Saturday, 6 February 2016

Ovingham Bridge and an electric railway

I was obviously mulling over Colin Tapping, the Hexham Courant (see https://www.facebook.com/permalink.php?story_fbid=805252949586887&id=244877205624467) and Ovingham Bridge in my sleep. I awoke with this perfectly formed. So Mr Tapping acknowledges Prudhoe is larger than Hexham but his best advice is learn to live without Ovingham Bridge. Many of you have (his evidence?). In this expression of fraternal concern, there is this point to be made. Next time Hexham bridge falls, Mr Tapping will not be in the least bit put out if we suggest that Hexham learns to live without it. After all, they have the bypass bridge just to the west and Corbridge to the east. No difference at all to Prudhoe, Bywell and Wylam. Hexham could happily and without agitation do without Hexham bridge. This line of thought is clearly so preposterous that it leaves you wondering why has Mr Tapping written as he has? To cynically ensure his letter columns fill for weeks?

Mr Tapping's views however tap into something else deeply worrying about the north east in the 21st century. Our region seems entirely unable to pull together. When Prudhoe and Hexham can argue amongst themselves, when Ashington can stuff Morpeth, when Prudhoe's own are unable to agree without hesitation that a new road to the A69 is essential, when Sunderland and Newcastle cannot work together (instance Sunderland museums being pulled from the joint service), when people cannot agree who should chair the LEP, etc, etc, the North West and Yorkshire run circles around the North East. Middlesbrough and Tees Valley don't even want to be part of the North East. The reason they run circles around us is because they have learnt to come together and share. Greater Manchester (as in Tyne and Wear) has effectively been reconstituted and each council (large and small just like the EU) takes it in turns to chair. Is Nick Forbes in Newcastle willing to come up with that?

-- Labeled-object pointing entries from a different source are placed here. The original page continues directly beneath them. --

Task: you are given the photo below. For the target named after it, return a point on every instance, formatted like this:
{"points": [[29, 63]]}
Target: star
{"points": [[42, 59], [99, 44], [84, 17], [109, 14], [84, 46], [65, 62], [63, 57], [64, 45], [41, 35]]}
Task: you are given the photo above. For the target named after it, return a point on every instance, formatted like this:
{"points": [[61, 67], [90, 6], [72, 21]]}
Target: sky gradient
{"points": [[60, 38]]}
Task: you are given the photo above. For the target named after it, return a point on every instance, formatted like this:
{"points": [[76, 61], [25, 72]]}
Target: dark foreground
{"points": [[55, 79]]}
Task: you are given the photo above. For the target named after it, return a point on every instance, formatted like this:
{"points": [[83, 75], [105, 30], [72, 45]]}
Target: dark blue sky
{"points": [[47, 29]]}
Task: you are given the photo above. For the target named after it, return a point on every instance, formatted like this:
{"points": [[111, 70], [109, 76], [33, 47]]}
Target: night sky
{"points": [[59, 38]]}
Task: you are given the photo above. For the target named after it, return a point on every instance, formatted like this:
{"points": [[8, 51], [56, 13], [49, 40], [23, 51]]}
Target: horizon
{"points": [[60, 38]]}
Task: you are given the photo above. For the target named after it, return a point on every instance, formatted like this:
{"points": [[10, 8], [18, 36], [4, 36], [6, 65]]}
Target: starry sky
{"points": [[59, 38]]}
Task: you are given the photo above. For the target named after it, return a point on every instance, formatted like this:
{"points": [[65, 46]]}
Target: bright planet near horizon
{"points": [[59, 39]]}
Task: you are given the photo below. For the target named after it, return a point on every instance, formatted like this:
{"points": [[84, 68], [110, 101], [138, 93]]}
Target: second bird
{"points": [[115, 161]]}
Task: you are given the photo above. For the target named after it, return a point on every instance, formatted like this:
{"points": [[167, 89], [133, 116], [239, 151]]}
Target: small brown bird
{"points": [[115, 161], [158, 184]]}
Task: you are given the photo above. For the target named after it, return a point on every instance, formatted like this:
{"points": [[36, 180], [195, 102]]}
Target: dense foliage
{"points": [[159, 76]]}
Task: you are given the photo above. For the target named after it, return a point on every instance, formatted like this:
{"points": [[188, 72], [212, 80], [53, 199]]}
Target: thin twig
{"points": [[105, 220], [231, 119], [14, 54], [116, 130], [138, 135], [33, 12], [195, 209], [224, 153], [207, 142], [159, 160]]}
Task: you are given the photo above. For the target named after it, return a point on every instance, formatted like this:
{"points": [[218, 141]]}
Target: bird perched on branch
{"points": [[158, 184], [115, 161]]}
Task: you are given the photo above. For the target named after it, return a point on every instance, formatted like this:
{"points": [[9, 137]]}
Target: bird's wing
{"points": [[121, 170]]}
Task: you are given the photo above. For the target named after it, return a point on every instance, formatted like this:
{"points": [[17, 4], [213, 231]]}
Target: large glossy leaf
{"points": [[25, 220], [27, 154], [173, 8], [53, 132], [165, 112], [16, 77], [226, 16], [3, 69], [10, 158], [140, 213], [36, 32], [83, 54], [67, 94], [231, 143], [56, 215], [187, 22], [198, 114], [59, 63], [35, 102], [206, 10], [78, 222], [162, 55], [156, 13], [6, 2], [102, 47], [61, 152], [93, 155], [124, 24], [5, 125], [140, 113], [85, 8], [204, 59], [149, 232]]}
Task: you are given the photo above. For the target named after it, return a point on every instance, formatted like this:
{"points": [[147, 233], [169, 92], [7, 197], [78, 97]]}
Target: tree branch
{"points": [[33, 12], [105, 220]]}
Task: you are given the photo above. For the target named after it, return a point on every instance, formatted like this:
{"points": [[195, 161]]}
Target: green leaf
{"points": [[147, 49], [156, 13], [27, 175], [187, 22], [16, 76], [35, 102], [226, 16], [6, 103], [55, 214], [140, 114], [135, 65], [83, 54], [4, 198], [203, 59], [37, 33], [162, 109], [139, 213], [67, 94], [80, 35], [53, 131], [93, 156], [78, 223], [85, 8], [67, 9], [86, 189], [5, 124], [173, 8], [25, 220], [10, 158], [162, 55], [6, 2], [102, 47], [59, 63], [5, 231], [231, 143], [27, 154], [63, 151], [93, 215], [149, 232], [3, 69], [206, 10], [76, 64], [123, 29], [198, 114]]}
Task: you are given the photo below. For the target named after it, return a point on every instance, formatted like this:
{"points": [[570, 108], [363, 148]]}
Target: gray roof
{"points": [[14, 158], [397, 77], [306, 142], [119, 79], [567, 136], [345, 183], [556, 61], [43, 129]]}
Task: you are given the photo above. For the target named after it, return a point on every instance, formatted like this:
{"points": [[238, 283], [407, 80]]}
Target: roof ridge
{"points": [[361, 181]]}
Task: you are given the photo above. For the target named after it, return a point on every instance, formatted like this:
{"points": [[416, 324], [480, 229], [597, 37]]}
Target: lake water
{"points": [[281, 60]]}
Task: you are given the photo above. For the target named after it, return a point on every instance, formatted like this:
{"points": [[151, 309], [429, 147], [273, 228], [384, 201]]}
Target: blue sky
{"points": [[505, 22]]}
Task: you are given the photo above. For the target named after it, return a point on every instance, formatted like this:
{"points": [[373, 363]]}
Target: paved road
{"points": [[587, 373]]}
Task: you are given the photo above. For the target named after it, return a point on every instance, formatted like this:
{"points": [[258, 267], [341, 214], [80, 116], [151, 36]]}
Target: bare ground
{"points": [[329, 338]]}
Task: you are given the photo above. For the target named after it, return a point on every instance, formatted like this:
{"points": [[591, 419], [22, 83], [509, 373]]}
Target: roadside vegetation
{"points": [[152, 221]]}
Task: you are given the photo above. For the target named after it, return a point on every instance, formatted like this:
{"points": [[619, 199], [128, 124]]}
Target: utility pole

Problems both in Prudhoe and in the region may seem worringly complex and intractable. However I think they come down to simple roots. Will you trust others and will you share? If you won't, look forward to a lot more of the same and the best folk packing bags. On the horizon is another instance. Mr Tapping threw into the mix the electrification of the Tyne Valley line as a reason for Prudhoe not getting a new connection to the A69. I have news for him, according to Network Rail electrifying our railway is on a par with the Barton on Humber branch. Something not remotely on the radar. However doubtless he could retort "well at least the coming Arriva rail franchise, promises us new trains for the Pacers to go". News there as well, if you know which meetings and briefings to go to , which newsgroups to look at, it is now ABSOLUTELY CLEAR Arriva are not bringing new trains to the North East. The many new trains they are buying are going to Yorkshire and Lancashire. What you will see passing through Prudhoe station is something called a Class 158. A nice train in itself but here is the rub, already 26 years old and as I will attach a photo below, a type of train Tyne Valley communters were used to riding in the early 1990s. Until we can get our act together, this is what we are worth, other people's cast offs. Even so this will be a 90mph train running on a 65mph railway so the real challenge is as Mr Tapping suggests the infrastructure, but there is so much to do to it before wiring becomes good sense.

The winter of 1990/91 at Prudhoe and a Class 158 four car rake handles the commuter traffic. This is the new train Arriva will deliver to us in a year or so.